# Spark with Parquet File Reads on S3

## Prerequisites

#### 1. Make sure maven is configured with java 11
1. Hadoop 3.x: Requires Java 8 or Java 11, so point to java 11 version in `PATH`
2. Check `mvn --version`
3. If not configured, setup maven https://phoenixnap.com/kb/install-maven-windows

#### 2. Add `winutils.exe` to hadoop home
1. Create a directory for hadoop home (ex: `C:\hadoop`)
2. Download `winutils.exe`, a popular repository having this is https://github.com/steveloughran/winutils,   
   File link: https://github.com/steveloughran/winutils/blob/master/hadoop-3.0.0/bin/winutils.exe
4. Create a folder in hadoop home named `bin` and add `winutils.exe` to it
5. Add environment variable, `HADOOP_HOME` (`C:\hadoop`)
6. Add  `HADOOP_HOME\bin` to `PATH` (`%HADOOP_HOME%\bin`)

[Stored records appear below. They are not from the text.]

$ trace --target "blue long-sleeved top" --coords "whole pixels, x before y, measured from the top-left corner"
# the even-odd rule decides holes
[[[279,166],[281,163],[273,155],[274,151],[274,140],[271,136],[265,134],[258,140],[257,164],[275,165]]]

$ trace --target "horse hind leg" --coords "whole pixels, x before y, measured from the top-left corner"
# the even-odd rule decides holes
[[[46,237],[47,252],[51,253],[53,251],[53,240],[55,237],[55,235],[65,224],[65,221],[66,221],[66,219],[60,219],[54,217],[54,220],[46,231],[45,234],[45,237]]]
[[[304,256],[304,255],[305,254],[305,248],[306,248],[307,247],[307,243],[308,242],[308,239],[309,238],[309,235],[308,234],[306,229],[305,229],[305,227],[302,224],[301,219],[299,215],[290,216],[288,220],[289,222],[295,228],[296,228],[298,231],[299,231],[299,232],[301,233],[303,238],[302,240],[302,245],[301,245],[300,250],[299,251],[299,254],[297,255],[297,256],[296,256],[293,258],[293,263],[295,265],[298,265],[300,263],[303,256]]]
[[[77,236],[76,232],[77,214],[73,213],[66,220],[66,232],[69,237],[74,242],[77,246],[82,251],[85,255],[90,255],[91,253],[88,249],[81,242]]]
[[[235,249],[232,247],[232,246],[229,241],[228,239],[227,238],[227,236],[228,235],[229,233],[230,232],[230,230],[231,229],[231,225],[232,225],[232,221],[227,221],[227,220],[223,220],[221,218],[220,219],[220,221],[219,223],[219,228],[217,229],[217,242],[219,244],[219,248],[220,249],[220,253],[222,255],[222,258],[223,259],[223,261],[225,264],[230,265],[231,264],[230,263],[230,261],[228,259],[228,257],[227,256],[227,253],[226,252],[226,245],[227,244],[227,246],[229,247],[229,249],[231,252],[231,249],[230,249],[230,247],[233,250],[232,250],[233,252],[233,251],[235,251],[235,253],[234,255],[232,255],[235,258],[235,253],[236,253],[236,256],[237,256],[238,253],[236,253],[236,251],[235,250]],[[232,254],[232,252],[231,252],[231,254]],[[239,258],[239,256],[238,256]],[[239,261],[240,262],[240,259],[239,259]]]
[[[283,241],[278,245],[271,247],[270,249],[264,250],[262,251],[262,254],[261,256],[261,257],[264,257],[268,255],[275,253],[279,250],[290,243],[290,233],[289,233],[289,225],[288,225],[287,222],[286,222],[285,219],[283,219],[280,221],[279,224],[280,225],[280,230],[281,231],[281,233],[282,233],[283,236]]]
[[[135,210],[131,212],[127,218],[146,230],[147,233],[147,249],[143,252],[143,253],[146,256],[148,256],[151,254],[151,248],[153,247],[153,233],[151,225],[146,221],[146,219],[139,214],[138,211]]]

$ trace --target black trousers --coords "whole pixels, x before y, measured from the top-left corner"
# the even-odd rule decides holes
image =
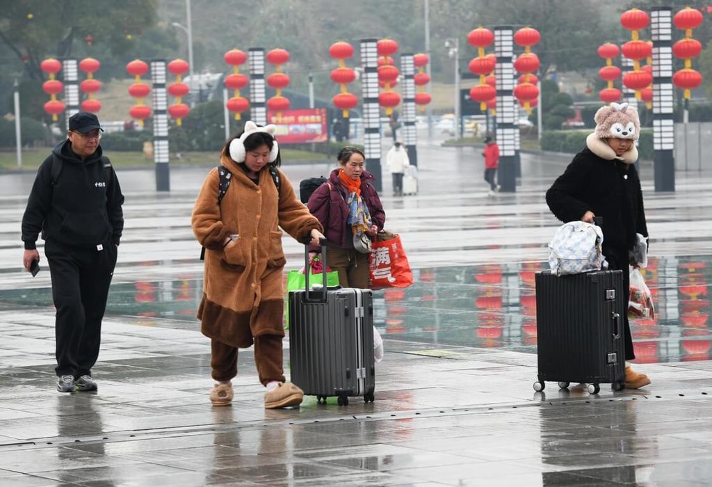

#### 3. Add below AWS related values to environment variables

These can be taken from https://sysco-sso.awsapps.com/start/#

1. `AWS_REGION`
2. `AWS_ACCESS_KEY_ID`
3. `AWS_SECRET_ACCESS_KEY`
4. `AWS_SESSION_TOKEN`

## Create Spark Session

In [2]:
ICEBERG_S3_WAREHOUSE = "s3://cx-unique-purchase-data-non-prod/dev/"
AWS_REGION = "us-east-1"

In [3]:
from pyspark.sql import SparkSession
import time

start_time = time.time()

spark = (
    SparkSession.builder 
    .appName('Spark Iceberg Example')
    
    .config("spark.network.timeout", '10000s')
    .config('spark.sql.autoBroadcastJoinThreshold', -1)
    .config('spark.shuffle.consolidateFiles', True)
    .config('spark.dynamicAllocation.enabled', False)
    .config("spark.serializer", 'org.apache.spark.serializer.KryoSerializer')
    .config('spark.shuffle.service.enabled', False)
    .config('spark.hadoop.fs.s3.impl', 'org.apache.hadoop.fs.s3a.S3AFileSystem')

    .config("spark.hadoop.fs.s3a.endpoint", f"s3.{AWS_REGION}.amazonaws.com")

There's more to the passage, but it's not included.